South African President Cyril Ramaphosa addresses the crowd gathered at Miki Yili Stadium ahead of the 25th anniversary of Freedom Day in Makhanda, Eastern Cape Province on April 27, 2019.
MICHELE SPATARI | AFP | Getty Images
South African President Cyril Ramaphosa on Tuesday urged the world’s richest countries to stop “hoarding” vaccines and called for an end to “vaccine nationalism”.
In comments at the World Economic Forum’s virtual Davos Agenda event, Ramaphosa warned that some countries had ordered more vaccines than they needed, and that this was counterproductive to the global recovery efforts.
“To end the pandemic globally, more cooperation is needed in the rollout of vaccines, so that no country is left behind in this effort,” he said.
“The rich countries of the world have gone out and bought large doses of vaccines from the developers and manufacturers of these vaccines, and some countries have gone even further and obtained up to four times as much as their population needs,” he said.
“That was to stockpile these vaccines and now it is being done to the exclusion of other countries in the world that need it most,” he added, urging major economies to free up their surplus stocks for distribution to developing countries.
South Africa is the country most affected by Covid-19 in the continent, which has largely managed to prevent the kind of uncontrolled spread that has brought the US and much of Europe to a halt. As of Tuesday morning, the country had registered more than 1.4 million cases with 41,117 deaths.
In a panel discussion as part of the Davos Agenda event on Tuesday morning, Africa CDC director John Nkengasong said the continent is facing a “very aggressive second wave” of the pandemic, with the death rate increasing an average of 18% in the last 55 African member states. week.
“We as a continent need to recognize that vaccines won’t be there when we want them, but as such we really need to focus on the public health measures that we know work,” he added.
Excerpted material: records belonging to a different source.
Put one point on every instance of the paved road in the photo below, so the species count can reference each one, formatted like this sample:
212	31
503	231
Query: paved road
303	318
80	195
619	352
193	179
Ramaphosa, who also chairs the African Union, praised the continent’s collaborations on Covid-19 responses, including the African Medical Supplies Platform, which has provided assistance to national health systems, established regional collaboration centers and has local health workers deployed to testing and treatment efforts.
He also praised the progress of the African Vaccine Acquisition Task Team, which he says was created when AU countries realized “how the richest countries in the world are behaving.”
The AVATT has provisionally secured 270 million doses directly for AU member states, on top of the 600 million expected from the World Health Organization’s COVAX initiative.